Turkey has been home to the largest immigrant groups for more than ten years. UNHCR reported that Turkey hosted 3.6 million Syrian refugees and 320 thousand refugees from other nationalities by the end of October 2022. The number of immigrants from different nationalities, particularly Iraq, Iran, and Afghanistan, has increased in Turkey recently along with refugees. In this context, it has become important to understand the extent to which refugees and immigrants in Turkey contribute to Turkey's economy and financial access they have been given by the governmental authorities as well as Islamic NGOs and participation banks. In responding to this, over the past decade, an increasing number of research has been done to locate the degree of financial inclusion of immigrants and refugees in the sense of their contribution and integration. Yet, a comprehensive look at the issue from the perspective of emancipation an empowerment of these disadvantaged groups is required beyond financial inclusion. Thus, it is important to discuss social and economic difficulties these groups experience when initiating and surviving their businesses or enterprises vis a vis structural financial barriers they are encountering. As announced by Turkish Minister of Trade at the time in 2019, there were 15.159 companies that had at least one Syrian partner operating mostly in the cities of Istanbul, Gaziantep, Mersin, and Hatay. Additionally, despite coming from different nationalities, a large majority of these people are Muslims. From this angle, having a clearer understanding of Turkey's migration policies is quite important to identify what is taking place on the ground in terms of the utilization of Islamic forms of economic and financial resources by these communities. Especially, a growing prominence of Islamic finance and the active roles of Islamic NGOs towards immigrants in Turkey is a great chance to bring a novel attempt in modeling an authentic resolution to empowering them.
This study aims to extend the provisions of the Islamic finance industry in empowering refugees and immigrants by increasing their access to economic sources through profit and loss sharing and risk-sharing understanding.

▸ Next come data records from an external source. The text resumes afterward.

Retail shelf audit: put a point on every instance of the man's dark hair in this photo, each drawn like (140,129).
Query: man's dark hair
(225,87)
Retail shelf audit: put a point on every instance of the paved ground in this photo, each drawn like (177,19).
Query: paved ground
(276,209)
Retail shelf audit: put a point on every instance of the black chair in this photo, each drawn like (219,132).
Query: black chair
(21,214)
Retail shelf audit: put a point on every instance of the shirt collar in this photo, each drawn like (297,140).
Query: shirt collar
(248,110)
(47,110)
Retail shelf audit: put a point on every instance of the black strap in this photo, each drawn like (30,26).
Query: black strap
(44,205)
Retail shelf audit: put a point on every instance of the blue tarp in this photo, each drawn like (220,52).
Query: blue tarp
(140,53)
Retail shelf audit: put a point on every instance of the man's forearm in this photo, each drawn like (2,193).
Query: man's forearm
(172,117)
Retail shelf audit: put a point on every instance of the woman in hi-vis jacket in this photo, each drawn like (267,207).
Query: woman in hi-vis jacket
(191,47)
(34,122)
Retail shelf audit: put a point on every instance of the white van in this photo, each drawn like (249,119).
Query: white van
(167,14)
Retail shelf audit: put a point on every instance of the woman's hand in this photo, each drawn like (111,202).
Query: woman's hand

This enables the immigrant groups under temporary protection, asylum, and irregular migration to identify and resolve their challenges in accessing sources and enhancing their ability to participate in the financial system. In doing so, firstly, the present conditions in Turkey are portrayed by looking at the challenges in the accessibility of financial opportunities by refugees and immigrants. Specifically, the data about the number of business and entreprises operated by these people disclosed by the governmental bodies like Istanbul Chamber of Commerce and Istanbul Chamber of Industry and the interviews about projections for these initiatives are expected to reveal existing policies done over the years. In addition, the attempts on the side of Islamic NGOs and participations banks to provide financial service to these groups are explored through several ways including in-depth interviews. The overall objective in applying this method is to see both contributions from civil society and public authority to empowering refugees and immigrants. Thus, it is possible to state twofold immigrant policies that need to be implemented by civil groups and governmental bodies by initiating some policies in adapting these people to the prevailing economic atmosphere and leveraging their economic situation. The originality of this paper comes from the strive for providing an authentic approach to empowerment of immigrants and refugees through an ihsani governance model, which essentializes material, moral and spiritual development of each group in the society in a harmonious way.